The numbers came a day after data showed British wages, which Bank of England policymakers keep a close eye on as they debate when to raise interest rates, rose at their fastest rate in over six years in the three months to August. "It ... seems likely that wage growth will continue to rise, which should convince BOE members it is time to begin normalising monetary policy cautiously in the first half of next year," wrote SEB currency strategists in a research note. "The latest labour market data have made us more confident that euro/sterling will trade back below the 70 pence-level towards the end of the year."
Sterling hit $1.5550 as traders arrived at their desks in New York, the highest since late August, before later easing to $1.5513, still up 0.1 percent on the day. Against the euro, the pound weakened by 0.1 percent to 72.92 pence. A rate decision is expected from the Fed at 1800 GMT, and though the consensus is that rates will be kept at their current record lows, a significant minority are betting on a rate hike.
BoE Governor Mark Carney on Wednesday stuck to his view that a decision on when to start raising interest rates will become clearer around the end of the year, as he gave an annual report to parliament.
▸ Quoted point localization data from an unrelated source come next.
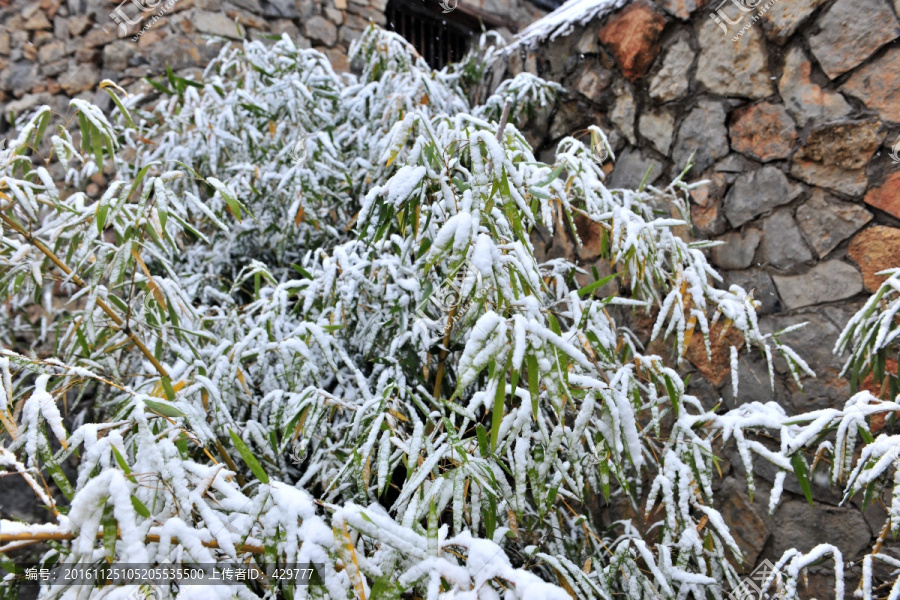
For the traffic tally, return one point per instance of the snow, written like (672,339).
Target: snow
(563,20)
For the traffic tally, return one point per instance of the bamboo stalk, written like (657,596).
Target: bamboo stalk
(7,538)
(80,282)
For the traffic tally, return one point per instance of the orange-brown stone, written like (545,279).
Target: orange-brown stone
(764,131)
(875,249)
(877,84)
(632,35)
(886,196)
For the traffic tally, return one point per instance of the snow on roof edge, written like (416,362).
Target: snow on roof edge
(565,18)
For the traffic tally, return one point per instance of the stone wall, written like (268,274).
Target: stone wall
(792,122)
(52,50)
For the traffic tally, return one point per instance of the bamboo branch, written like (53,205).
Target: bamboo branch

He also said China-driven market turbulence should not change the bank's thinking.
Fellow BoE policymaker colleague Kristin Forbes sounded a more urgent note, saying rates would need to rise soon, with very little slack remaining in the UK economy. "The Fed is no longer completely on its own," wrote Commerzbank FX strategists. "Therefore the losses for the pound as a result of a possible FOMC (Federal Open Market Committee) rate hike tonight should be limited. Carney also said the impact of a strong pound on inflation meant monetary policy must be "carefully calibrated". "Or in plain speak, 'we can't outdo other central banks with talk of higher rates if it means a much stronger pound'," wrote FX strategists at BNY Mellon.